- Auto brand Dodge announced a multichannel campaign for the holiday season that includes a video series on digital and social channels including YouTube, Facebook, Twitter and Instagram, according to a company press release. The series parodies car-restoration TV shows by highlighting how Santa's elves overhaul his sleigh with muscle car-inspired features after he demands an upgrade.
- The series stars professional wrestler Bill Goldberg as Santa Claus and "All Girls Garage" host Cristy Lee as Mrs. Claus. Dodge's website will feature holiday merchandise inspired by the series, including reindeer t-shirts and the same version of the sweater Goldberg wears in the video spots.
- The creative is part of a broader holiday push by parent company FCA, which includes campaigns for the Chrysler Pacifica family minivan, Jeep's lineup of vehicles and several Ram trucks. Ad agency Doner helped Chrysler, Dodge, Jeep and Ram develop the campaigns.
Dodge's social media series likely aims to reach young adults in the market for a car who also watch less TV than older generations and tend to consume more media on smartphones and tablets. Millennials spend five-times longer on a mobile device than they do watching live TV, and more than a third of the group spends at least six hours a day on a smartphone, according to a Harris Poll survey on behalf of OpenX.

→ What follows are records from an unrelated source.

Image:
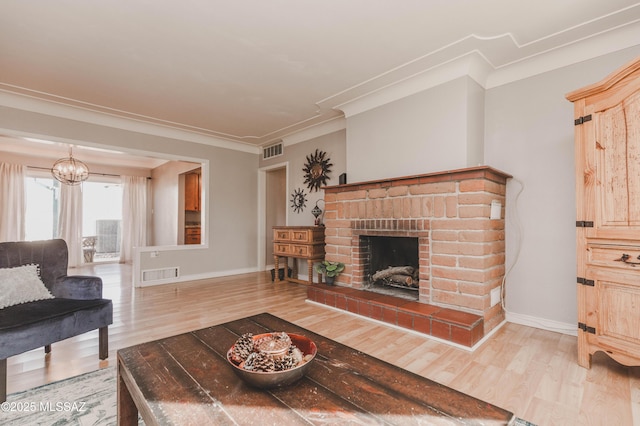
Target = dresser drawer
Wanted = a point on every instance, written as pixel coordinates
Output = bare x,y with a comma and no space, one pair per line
281,235
303,236
282,249
615,256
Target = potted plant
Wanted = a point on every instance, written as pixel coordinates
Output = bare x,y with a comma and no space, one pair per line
330,270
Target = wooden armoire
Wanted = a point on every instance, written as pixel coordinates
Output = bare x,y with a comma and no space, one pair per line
607,156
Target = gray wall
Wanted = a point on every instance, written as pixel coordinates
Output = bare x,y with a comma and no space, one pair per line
334,145
434,130
530,134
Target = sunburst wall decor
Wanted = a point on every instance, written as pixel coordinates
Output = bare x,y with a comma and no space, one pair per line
298,200
316,170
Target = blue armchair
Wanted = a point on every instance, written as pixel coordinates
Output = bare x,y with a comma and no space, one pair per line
77,306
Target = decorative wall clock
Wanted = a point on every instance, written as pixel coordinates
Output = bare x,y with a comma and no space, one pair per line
298,200
316,170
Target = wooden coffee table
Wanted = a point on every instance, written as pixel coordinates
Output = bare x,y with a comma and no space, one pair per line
186,380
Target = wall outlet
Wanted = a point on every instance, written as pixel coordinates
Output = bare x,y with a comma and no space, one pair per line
495,296
496,209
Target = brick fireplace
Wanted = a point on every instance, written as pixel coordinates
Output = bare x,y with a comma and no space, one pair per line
461,249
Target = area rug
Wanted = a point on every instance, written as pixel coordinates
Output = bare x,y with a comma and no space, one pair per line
87,399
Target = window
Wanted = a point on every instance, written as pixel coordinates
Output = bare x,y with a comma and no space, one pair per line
101,215
42,208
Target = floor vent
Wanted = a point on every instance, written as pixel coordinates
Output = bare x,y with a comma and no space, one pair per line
160,274
272,151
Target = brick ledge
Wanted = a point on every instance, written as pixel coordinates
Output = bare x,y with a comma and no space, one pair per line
459,327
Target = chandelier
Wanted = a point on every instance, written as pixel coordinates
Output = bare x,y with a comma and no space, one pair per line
69,170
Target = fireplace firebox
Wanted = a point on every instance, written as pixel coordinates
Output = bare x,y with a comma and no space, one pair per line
393,266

The shift in content consumption is driving a change in people's shopping habits, making omnichannel marketing efforts more important for brands as they look to grab the attention of consumers fatigued by traditional ads. By debuting the creative on popular social media platforms, Dodge is likely banking on the native sharing features to extend the reach of its campaign and tap into the social networks of the ads' athlete and TV host stars.

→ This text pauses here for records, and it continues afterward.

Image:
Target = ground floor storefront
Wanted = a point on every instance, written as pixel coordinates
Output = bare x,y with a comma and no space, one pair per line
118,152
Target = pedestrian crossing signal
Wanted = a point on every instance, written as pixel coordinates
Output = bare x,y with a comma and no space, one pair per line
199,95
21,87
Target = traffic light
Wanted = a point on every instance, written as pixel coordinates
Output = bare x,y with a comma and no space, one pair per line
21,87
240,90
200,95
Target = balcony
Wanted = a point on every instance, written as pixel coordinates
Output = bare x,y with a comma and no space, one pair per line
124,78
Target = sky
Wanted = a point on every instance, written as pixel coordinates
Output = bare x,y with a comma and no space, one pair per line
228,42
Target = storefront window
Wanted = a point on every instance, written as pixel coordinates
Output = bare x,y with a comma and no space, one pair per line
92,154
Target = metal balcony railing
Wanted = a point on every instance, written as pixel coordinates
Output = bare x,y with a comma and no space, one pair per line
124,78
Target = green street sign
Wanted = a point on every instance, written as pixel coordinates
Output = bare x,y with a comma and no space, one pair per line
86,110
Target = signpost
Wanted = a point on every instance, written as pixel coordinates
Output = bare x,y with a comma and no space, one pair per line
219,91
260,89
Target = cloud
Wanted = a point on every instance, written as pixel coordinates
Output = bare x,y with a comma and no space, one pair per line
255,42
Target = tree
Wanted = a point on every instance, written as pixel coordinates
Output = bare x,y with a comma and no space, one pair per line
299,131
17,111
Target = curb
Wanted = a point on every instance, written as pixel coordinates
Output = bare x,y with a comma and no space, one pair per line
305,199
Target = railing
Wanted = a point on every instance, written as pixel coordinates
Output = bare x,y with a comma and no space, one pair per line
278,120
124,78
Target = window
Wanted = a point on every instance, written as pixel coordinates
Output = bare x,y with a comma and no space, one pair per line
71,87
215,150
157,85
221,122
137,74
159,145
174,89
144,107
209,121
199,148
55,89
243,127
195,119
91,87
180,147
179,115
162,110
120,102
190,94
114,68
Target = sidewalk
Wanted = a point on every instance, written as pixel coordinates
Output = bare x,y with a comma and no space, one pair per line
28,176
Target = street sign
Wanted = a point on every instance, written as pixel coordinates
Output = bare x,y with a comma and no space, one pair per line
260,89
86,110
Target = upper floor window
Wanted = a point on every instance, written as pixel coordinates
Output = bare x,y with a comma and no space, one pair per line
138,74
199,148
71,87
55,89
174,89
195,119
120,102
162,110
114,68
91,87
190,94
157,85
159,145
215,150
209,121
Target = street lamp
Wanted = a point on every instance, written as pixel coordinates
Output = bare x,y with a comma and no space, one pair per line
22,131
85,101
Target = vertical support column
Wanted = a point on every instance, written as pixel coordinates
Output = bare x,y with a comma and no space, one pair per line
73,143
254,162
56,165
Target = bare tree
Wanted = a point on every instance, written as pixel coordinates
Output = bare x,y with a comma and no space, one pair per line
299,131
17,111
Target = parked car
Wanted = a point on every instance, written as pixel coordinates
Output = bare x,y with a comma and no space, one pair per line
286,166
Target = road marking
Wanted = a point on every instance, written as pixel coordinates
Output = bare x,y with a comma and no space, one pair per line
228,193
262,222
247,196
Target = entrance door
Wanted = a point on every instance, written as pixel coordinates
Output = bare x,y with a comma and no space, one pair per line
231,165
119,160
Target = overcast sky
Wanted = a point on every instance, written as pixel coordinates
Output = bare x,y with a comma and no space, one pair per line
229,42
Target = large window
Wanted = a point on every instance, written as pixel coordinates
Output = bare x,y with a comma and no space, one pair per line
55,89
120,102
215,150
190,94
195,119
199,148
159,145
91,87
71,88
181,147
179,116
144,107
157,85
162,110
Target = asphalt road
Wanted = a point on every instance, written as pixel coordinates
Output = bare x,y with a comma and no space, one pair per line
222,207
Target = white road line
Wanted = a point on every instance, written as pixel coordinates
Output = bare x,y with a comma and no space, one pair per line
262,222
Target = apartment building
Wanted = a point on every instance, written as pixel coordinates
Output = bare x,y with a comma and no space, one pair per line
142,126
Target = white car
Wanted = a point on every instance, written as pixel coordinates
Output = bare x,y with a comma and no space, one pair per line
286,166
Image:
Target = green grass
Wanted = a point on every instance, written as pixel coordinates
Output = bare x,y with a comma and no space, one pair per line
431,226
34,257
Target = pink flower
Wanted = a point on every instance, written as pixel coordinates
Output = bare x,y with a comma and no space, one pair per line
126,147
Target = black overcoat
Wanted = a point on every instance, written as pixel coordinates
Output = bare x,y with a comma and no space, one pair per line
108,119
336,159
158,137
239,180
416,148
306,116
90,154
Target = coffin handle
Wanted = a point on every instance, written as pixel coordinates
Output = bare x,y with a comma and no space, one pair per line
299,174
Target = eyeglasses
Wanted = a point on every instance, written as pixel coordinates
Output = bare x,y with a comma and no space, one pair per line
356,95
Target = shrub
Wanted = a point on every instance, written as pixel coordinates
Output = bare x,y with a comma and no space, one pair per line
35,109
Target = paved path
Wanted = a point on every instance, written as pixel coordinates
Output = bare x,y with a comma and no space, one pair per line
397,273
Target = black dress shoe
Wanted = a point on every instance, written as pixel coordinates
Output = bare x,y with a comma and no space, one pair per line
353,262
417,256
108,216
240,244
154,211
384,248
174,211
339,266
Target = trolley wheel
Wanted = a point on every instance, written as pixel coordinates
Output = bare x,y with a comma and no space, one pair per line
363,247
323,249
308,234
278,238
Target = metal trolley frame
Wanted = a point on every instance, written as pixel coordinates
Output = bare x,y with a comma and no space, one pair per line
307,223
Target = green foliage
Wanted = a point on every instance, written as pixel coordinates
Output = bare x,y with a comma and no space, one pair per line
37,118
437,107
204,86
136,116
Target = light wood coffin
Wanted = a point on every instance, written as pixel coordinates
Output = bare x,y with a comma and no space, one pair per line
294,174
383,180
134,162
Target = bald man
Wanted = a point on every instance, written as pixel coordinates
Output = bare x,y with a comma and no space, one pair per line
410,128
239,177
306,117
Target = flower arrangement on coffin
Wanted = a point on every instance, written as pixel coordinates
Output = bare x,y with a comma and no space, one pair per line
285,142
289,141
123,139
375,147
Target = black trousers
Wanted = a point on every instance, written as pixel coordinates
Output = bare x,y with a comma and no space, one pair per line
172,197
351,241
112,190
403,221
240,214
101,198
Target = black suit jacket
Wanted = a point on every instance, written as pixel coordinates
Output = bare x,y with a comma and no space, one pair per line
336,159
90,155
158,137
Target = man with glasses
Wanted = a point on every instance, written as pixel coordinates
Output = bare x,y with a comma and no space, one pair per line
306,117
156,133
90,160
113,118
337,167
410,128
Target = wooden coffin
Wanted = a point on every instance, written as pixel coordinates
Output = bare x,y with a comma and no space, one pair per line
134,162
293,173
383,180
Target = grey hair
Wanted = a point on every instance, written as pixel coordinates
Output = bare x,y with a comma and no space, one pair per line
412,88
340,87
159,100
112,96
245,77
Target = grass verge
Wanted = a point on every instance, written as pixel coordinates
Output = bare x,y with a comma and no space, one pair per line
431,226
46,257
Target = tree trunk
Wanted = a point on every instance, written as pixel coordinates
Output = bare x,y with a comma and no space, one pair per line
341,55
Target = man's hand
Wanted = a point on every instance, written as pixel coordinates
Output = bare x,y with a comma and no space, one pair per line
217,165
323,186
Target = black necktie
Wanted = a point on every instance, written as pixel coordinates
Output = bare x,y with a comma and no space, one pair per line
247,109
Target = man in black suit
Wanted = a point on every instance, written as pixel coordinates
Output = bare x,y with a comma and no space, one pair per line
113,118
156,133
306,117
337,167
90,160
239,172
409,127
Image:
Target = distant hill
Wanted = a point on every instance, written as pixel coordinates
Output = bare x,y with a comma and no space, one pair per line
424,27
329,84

The car industry faces lower demand heading into this holiday season for the first time in a decade, even as the U.S. economy shows solid growth and consumers plans to spend more for the holidays. FCA reported solid results for Q3 2018, a quarter that included the unexpected death of CEO Sergio Marchionne. The company outsold Ford in the U.S. in September for the first time since 2015 and posted higher profits than Ford in the third quarter.